Così come se pioverà in quantità adeguate, tutto potrà cambiare. Non cambierà però il problema di fondo: il cambiamento climatico e la necessità di salvaguardare l’acqua come primo e indispensabile fattore produttivo, che per troppo tempo abbiamo dissipato e sprecato con reti che arrivano a perdere fino al 40% di quanto trasportano e una capacità di invaso dell’acqua piovana che non va oltre l’11-12% (dati fonte ANBI) quando in un paese simile al nostro, la Spagna (guarda caso), supera il 30%. Alla crisi si può rispondere con il modello circolare delle 5R: Raccolta, Ripristino, Riuso, Recupero e Riduzione, avverte il Libro Bianco 2023 "Valore Acqua per l'Italia", realizzato da The European House-Ambrosetti.
Intanto: che fare per l’immediato? Un po’ di piogge sono arrivate ma – avverte sempre ANBI - “si conferma l’impossibilità di autonomo riequilibrio del sistema idrico. Gli esperti parlano della necessità di 50 giorni consecutivi di pioggia, evenienza certo da non augurarsi per un territorio idrogeologicamente fragile come quello italiano”. Quindi servono infrastrutture “capaci di trattenere le acque di pioggia, quando arrivano, creando riserve e rimpinguando contestualmente le falde”. C’è una proposta di 10.000 laghetti collinari avanzata da ANBI-Coldiretti (ne parlava anche Giuseppe Medici 40 anni fa, qualcuno se lo ricorda?) e di creare nuovi grandi invasi, magari completando o costruendo quelli che già sono stati progettati e bloccati da comitati vari, cortei di ambientalisti e girotondi di cittadini con il supporto devastante della nostra burocrazia ammnistrativa e dei vari TAR. Comunque i fatti dicono che i laghetti non ci sono e ci vorranno almeno 2-3 anni per costruirli.
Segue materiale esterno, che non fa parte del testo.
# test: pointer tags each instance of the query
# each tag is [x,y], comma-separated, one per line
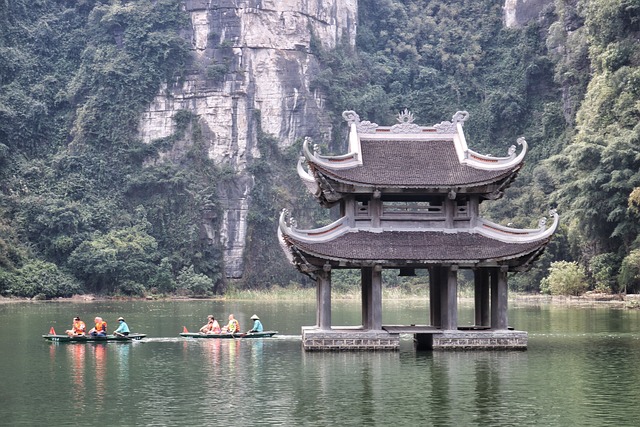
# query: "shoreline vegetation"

E per gli invasi impossibile fare previsioni per due motivi: 1- i tempi della nostra burocrazia autorizzativa e il rischio di proteste (in Francia già ci sono), 2-la disponibilità finanziaria e la nostra capacità progettuale e di spesa (sul PNRR siamo al 6% di capacità di spesa, un dato che la dice lunga…).
Rendiamoci conto che al Nord senza grandi invasi dal problema siccità non se ne esce vista anche la enorme necessità di acqua richiesta dalla parte più produttiva del Paese, e non solo per l’agricoltura. Un esempio per tutti: se non ci fosse la diga di Ridracoli la Romagna e la Riviera adriatica starebbero a secco e dovrebbero ricorrere alle autobotti. Al Centro Sud va meglio perché gli invasi (in particolare Sicilia e Sardegna) ci sono perché li costruì la tanto deprecata Cassa per il Mezzogiorno. Magari mancano o sono carenti le infrastrutture di adduzione dell’acqua per gli usi produttivi, però lì almeno gli invasi ci sono. E i fatti “sono la cosa più ostinata del mondo” (citazione da J. Bulgakov). Quindi che gran parte della produzione ortofrutticola stia migrando al Sud non è un male, visto in questa ottica. Quanto al Nord, teniamo pure d’occhio le previsioni del tempo, facendo gli scongiuri. E confidiamo anche molto nella Provvidenza.